News Local/State

Champaign’s Courage Connection Turns To Donations To Keep Doors Open

 
Volunteers wrap gifts for the women and children of Courage Connection.

Volunteers wrap gifts for the women and children of Courage Connection at Trinity Lutheran Church, Urbana, Il in December. During the state budget crisis, the agency is heavily reliant on donations Darrell Hoemann / C-U Citizen Access

A Champaign social service agency has turned to the community to keep it open while it waits for an end to the state budget crisis.

Courage Connection works with domestic violence victims and the homeless. As part of its ongoing series on the effects of the budget situation, Illinois Public Media talked to Courage Connection’s Megan Wolf.

Wolf is Courage Connection’s development director. She says the state has paid none of the $350,000 the agency is due under a contract to provide services to domestic-abuse victims and the homeless during the fiscal year that ends this month.

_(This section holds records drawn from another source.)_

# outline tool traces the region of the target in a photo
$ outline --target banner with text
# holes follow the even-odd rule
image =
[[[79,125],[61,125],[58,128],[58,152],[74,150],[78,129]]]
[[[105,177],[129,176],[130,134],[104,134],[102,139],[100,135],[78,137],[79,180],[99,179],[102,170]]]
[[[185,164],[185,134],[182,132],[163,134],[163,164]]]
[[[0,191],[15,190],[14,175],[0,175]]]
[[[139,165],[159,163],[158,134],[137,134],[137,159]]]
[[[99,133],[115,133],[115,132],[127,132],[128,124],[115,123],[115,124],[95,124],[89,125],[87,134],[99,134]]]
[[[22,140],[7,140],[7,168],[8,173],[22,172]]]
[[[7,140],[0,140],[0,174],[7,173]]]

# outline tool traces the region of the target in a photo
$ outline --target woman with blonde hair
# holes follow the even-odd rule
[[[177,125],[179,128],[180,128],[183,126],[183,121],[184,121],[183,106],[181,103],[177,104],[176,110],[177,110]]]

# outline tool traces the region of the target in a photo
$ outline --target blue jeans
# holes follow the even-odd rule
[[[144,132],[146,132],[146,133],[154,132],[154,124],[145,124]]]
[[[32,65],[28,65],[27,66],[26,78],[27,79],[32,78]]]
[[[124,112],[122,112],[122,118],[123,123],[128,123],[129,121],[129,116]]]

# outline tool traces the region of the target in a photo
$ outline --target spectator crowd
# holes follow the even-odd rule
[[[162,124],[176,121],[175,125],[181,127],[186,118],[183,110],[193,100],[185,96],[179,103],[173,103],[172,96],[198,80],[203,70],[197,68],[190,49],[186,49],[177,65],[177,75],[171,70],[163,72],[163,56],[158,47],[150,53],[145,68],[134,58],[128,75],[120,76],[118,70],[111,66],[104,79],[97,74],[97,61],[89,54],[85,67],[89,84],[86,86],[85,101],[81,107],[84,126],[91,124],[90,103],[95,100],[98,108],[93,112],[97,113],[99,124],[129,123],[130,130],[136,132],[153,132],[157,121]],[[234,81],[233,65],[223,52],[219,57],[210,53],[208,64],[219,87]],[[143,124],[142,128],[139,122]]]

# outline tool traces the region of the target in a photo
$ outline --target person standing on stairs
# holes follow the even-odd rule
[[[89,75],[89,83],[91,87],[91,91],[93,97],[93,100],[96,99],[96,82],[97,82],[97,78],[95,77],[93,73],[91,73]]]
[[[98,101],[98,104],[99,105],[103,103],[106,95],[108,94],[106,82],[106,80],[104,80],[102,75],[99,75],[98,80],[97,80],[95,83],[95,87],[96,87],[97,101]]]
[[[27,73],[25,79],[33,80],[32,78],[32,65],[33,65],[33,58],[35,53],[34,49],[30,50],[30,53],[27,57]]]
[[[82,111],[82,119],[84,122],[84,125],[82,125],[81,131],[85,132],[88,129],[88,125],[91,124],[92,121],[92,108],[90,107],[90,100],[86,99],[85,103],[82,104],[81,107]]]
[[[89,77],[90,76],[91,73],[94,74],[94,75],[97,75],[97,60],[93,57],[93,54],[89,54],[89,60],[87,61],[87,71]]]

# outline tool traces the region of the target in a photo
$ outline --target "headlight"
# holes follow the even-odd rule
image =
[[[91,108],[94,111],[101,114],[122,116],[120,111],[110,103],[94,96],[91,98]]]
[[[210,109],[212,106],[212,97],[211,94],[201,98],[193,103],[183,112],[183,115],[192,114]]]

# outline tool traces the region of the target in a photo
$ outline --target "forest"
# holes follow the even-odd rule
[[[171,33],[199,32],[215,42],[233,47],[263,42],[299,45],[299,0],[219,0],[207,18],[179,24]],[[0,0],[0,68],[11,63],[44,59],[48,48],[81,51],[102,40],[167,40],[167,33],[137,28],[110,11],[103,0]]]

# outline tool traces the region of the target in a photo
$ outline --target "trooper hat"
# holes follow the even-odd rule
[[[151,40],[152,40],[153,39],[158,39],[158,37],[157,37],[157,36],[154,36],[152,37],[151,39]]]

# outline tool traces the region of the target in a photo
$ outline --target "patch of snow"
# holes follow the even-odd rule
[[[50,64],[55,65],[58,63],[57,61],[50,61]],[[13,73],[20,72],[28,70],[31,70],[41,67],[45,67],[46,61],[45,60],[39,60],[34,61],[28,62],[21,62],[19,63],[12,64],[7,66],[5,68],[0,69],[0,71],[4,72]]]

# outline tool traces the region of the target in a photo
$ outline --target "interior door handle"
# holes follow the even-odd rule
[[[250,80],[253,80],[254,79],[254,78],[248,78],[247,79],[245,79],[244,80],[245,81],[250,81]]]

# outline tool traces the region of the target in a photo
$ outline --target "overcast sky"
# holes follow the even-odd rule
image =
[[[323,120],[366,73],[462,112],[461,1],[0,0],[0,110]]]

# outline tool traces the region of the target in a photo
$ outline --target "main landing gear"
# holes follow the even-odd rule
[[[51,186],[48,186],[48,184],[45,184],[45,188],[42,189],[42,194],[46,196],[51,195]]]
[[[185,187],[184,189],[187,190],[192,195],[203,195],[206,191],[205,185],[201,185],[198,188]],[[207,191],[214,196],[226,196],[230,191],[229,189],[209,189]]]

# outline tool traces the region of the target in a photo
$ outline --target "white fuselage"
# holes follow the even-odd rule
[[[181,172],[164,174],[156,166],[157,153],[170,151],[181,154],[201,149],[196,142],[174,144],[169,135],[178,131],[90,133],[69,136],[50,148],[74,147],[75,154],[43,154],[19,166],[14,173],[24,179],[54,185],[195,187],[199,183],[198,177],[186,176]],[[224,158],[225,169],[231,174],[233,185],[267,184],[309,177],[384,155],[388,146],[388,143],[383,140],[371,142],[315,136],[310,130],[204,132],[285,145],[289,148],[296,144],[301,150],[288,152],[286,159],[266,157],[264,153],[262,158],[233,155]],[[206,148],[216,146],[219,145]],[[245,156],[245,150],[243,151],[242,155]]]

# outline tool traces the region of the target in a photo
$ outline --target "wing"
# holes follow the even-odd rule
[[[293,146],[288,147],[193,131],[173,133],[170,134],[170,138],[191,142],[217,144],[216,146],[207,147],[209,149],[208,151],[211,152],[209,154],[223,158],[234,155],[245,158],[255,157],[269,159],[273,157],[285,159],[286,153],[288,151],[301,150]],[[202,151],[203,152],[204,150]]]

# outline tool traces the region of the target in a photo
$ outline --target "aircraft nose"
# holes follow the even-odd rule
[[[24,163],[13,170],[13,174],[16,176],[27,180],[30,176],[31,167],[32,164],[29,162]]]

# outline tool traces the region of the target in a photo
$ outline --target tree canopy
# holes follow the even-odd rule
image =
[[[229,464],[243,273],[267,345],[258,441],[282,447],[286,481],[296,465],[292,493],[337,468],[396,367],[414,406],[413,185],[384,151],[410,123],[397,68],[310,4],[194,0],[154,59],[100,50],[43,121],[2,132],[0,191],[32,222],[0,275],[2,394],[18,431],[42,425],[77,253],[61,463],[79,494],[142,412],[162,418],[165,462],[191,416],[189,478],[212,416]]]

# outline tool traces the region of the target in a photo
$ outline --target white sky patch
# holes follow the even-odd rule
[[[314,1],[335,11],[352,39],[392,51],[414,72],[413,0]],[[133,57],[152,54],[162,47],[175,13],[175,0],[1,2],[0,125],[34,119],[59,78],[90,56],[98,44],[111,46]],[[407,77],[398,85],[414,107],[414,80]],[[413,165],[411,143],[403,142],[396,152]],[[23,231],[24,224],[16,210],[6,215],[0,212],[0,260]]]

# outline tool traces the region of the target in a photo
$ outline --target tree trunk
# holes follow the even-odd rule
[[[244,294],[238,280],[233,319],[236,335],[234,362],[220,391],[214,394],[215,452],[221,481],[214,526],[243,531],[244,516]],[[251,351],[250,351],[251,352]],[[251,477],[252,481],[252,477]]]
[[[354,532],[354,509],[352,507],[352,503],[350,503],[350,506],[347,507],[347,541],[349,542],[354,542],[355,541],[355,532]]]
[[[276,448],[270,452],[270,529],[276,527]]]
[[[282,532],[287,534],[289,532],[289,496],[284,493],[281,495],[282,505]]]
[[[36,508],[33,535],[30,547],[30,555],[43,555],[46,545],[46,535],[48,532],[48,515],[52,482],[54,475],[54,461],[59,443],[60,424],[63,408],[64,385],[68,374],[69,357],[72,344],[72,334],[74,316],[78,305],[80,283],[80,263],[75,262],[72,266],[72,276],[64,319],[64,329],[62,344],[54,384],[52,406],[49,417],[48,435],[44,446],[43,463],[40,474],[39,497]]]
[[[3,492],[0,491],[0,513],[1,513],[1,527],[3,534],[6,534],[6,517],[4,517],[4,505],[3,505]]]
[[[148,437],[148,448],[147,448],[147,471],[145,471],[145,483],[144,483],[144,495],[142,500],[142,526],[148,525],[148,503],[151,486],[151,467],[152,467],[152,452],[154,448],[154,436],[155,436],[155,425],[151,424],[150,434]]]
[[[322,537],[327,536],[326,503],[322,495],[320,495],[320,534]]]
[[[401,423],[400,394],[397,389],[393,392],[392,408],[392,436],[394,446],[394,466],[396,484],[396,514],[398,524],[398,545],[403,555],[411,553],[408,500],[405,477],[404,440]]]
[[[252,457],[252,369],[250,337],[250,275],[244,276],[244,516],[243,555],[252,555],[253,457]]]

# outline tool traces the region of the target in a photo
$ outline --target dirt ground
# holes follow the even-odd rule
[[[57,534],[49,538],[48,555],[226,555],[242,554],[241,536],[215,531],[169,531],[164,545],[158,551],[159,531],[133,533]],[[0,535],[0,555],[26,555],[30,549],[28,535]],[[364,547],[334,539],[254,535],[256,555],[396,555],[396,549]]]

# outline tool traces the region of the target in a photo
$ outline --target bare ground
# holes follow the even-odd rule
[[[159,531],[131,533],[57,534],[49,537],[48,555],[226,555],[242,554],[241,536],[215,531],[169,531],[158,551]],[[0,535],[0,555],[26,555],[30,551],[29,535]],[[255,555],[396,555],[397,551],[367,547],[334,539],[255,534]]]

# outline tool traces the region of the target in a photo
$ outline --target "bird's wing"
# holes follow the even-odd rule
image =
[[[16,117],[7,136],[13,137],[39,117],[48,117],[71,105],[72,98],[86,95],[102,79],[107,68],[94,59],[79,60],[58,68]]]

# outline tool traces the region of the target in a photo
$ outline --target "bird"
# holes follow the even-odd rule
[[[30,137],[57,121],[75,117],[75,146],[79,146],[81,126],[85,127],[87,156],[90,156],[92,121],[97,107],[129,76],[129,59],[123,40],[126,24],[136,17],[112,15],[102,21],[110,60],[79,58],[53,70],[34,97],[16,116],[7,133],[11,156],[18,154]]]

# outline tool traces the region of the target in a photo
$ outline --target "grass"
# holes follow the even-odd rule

“So we’ve had to turn to the public and say, we need your support, we need your help. And this community has been incredibly, incredibly generous,” Wolf said.

Wolf says a recently announced campaign by the Junior League of Champaign-Urbana to match donations with up to $50,000 is helping Courage Connection make through the fiscal year that ends this month.

And a group of women at Clark-Lindsey Village in Urbana known as the $5,000 Project is working to raise money, too, Wolf says. The $5000 Project plans a presentation at the Urbana Free Library at 7 p.m. Monday.

Courage Connection is relying on gifts for far more than the 14 percent of its budget they typically cover, Wolf said.

A lack of state funding has threatened Courage Connection’s future, she said, forcing staff cuts and other cost reductions. But there may be a silver lining, too.

 “When we get through this, we’ll come out much stronger because we’ll have a stronger volunteer base, a stronger donor base,” she said.